咲良は、一発で2人に見破られて悔しそうに、木からすんなり降りてきた。拗ねた表情を浮かばせながら、2人がいる昇降口辺りに歩み寄りながら言った。

「あ〜、なんで分かるかなー。やっぱりこういうのは雰囲気、演出が必要でしょ、えんしゅつ。ていうか、冷静に突っ込まないでよ。ワザと冷静に突っ込んだだろっ」

 「意外に荷物、少ないのナ」

龍矢は、咲良が背負っているナップザックに目をやりながら言った。

「スルーかいぃ! ・・・・・・まあいいや。リューヤだし。そう、この私にしては、荷物少ないだろ? そうだろ?」

咲良は笑いながら両手を腰に当て、威張る格好をした。

「私もてっきり、もっと荷物多いものかと思ってたよ」

安麗はまた階段のところに腰掛けながら言った。少し笑いながら、「私はこれだけ」背中に背負っていた弓を指差しながら言った。

「それもそれですごいよな」

 新たな声の主に、3人が同時に振り向く。

「あ、倉馬! ・・・・・・何この時間ぴったりなタイミングはっ」

咲良は、自分の腕時計にライトを付けて、時間を見ながら倉馬にそう言った。時計の針が本当に待ち合わせ時間の21時ちょうどを指していた。

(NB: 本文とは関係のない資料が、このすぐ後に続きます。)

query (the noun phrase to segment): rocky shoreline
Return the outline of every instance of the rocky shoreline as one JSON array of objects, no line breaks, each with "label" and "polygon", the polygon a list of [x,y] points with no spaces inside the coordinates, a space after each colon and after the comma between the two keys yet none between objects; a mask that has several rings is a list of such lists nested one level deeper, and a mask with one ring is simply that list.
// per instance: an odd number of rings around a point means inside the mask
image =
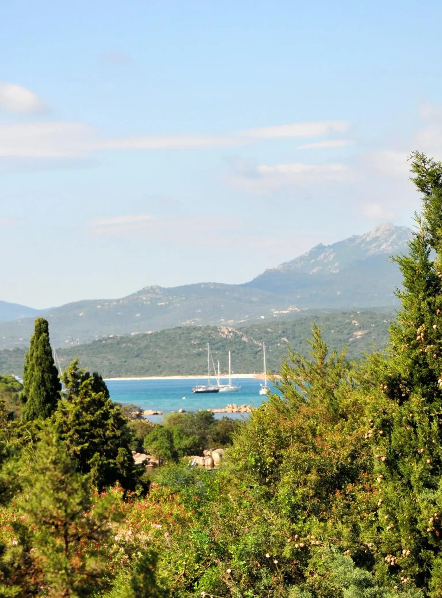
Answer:
[{"label": "rocky shoreline", "polygon": [[[188,465],[191,467],[199,465],[200,467],[205,467],[208,469],[214,469],[221,464],[224,456],[224,448],[208,448],[203,451],[202,456],[192,454],[184,457],[183,459],[187,461]],[[146,454],[144,453],[137,453],[133,450],[132,457],[136,465],[144,465],[148,469],[158,467],[160,465],[160,459],[154,454]]]}]

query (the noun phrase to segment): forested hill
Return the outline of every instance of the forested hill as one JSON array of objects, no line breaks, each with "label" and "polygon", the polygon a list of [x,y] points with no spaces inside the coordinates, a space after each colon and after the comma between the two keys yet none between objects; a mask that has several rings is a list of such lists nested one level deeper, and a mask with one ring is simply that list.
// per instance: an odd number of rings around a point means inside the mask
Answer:
[{"label": "forested hill", "polygon": [[[237,327],[263,318],[294,319],[304,310],[393,306],[402,276],[390,258],[407,252],[411,234],[406,227],[382,224],[365,234],[317,245],[243,285],[147,286],[121,298],[68,303],[45,313],[51,341],[56,347],[72,346],[111,334],[183,324]],[[0,321],[0,349],[28,346],[33,320]]]},{"label": "forested hill", "polygon": [[[242,373],[263,370],[263,342],[266,343],[268,369],[277,371],[287,345],[305,353],[306,338],[313,322],[322,327],[325,341],[340,349],[348,344],[350,359],[382,347],[392,318],[372,312],[348,312],[309,316],[295,321],[260,322],[242,328],[186,326],[134,336],[106,337],[87,344],[57,350],[64,368],[75,356],[82,366],[108,377],[204,374],[206,343],[209,342],[215,362],[227,371],[228,352],[232,368]],[[20,375],[23,349],[0,352],[0,374]]]}]

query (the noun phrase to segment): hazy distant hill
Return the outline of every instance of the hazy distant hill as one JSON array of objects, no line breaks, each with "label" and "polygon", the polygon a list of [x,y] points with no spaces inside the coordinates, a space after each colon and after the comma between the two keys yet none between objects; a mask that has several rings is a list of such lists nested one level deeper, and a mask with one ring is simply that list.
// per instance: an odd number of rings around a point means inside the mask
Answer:
[{"label": "hazy distant hill", "polygon": [[[106,377],[168,376],[204,374],[206,370],[206,343],[210,343],[214,359],[227,371],[227,356],[231,351],[236,372],[263,370],[263,342],[266,343],[269,369],[277,371],[286,346],[305,353],[312,323],[323,327],[323,335],[330,347],[340,349],[349,345],[349,358],[382,348],[387,340],[386,328],[392,313],[370,312],[319,313],[292,321],[259,322],[241,328],[186,326],[151,334],[103,338],[87,344],[57,350],[62,368],[77,355],[81,364]],[[20,374],[23,349],[0,351],[0,374]]]},{"label": "hazy distant hill", "polygon": [[[243,285],[148,286],[121,299],[77,301],[45,313],[55,346],[178,325],[240,325],[297,318],[307,309],[374,308],[394,304],[401,276],[390,256],[407,251],[411,230],[383,224],[370,233],[318,245]],[[25,346],[33,318],[0,323],[0,348]]]},{"label": "hazy distant hill", "polygon": [[360,236],[316,245],[244,286],[289,297],[300,307],[391,305],[401,277],[390,257],[407,252],[411,235],[407,227],[382,224]]},{"label": "hazy distant hill", "polygon": [[0,301],[0,322],[10,322],[19,318],[35,318],[41,313],[42,311],[33,307],[27,307],[26,306],[20,305],[19,303]]}]

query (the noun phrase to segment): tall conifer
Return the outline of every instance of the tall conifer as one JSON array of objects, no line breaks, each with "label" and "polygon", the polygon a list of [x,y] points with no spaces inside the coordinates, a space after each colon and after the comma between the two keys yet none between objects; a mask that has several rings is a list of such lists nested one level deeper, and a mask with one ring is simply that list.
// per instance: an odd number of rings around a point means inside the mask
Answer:
[{"label": "tall conifer", "polygon": [[[391,327],[389,358],[374,368],[372,438],[379,493],[371,538],[377,572],[389,585],[442,596],[442,164],[412,155],[423,194],[403,274],[402,308]],[[374,358],[374,361],[377,358]]]},{"label": "tall conifer", "polygon": [[57,407],[61,389],[49,342],[49,325],[44,318],[38,318],[25,358],[22,395],[23,419],[30,421],[48,417]]}]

「それがオレだろ? ・・・・・・ってあえて突っ込みなしかよっ!」

半ばコントをしているんだかしていないんだか、よくわからないノリ突っ込みとボケを繰り広げながらも、一応定時に4人が揃ったわけである。昇降口の場所だと落ち着かないということで、ひとまず、自分たちの教室でこれからの計画を立てることにした。

 龍矢たちはあらかじめ用意しておいた針金で、昇降口の扉を開け、下駄箱へ行ってそれぞれの上履きに履き替えた。校舎の中は薄暗く、外より気温がいくらか低く感じた。廊下には外灯の光が差し込んでいて、所々明るくなっている。夏休み中のこの時間帯に、校舎に電気が点いていると怪しまれるだろうと思い、さすがに校舎の電気をつけることは避けた。懐中電灯の電源を点け、まずは自分たちの教室、3-Cへ向かった。龍矢たちは話もせず、ただひたすらと教室を目指す。廊下には龍矢たちの足音が響き渡った。

 龍矢たちの教室は4階の東棟の端に位置している。教室に入ると、ちょうど月が窓から見えた。時計の秒針の刻む音が規則正しく聞こえ、昼間の教室とは打って変わって静かである。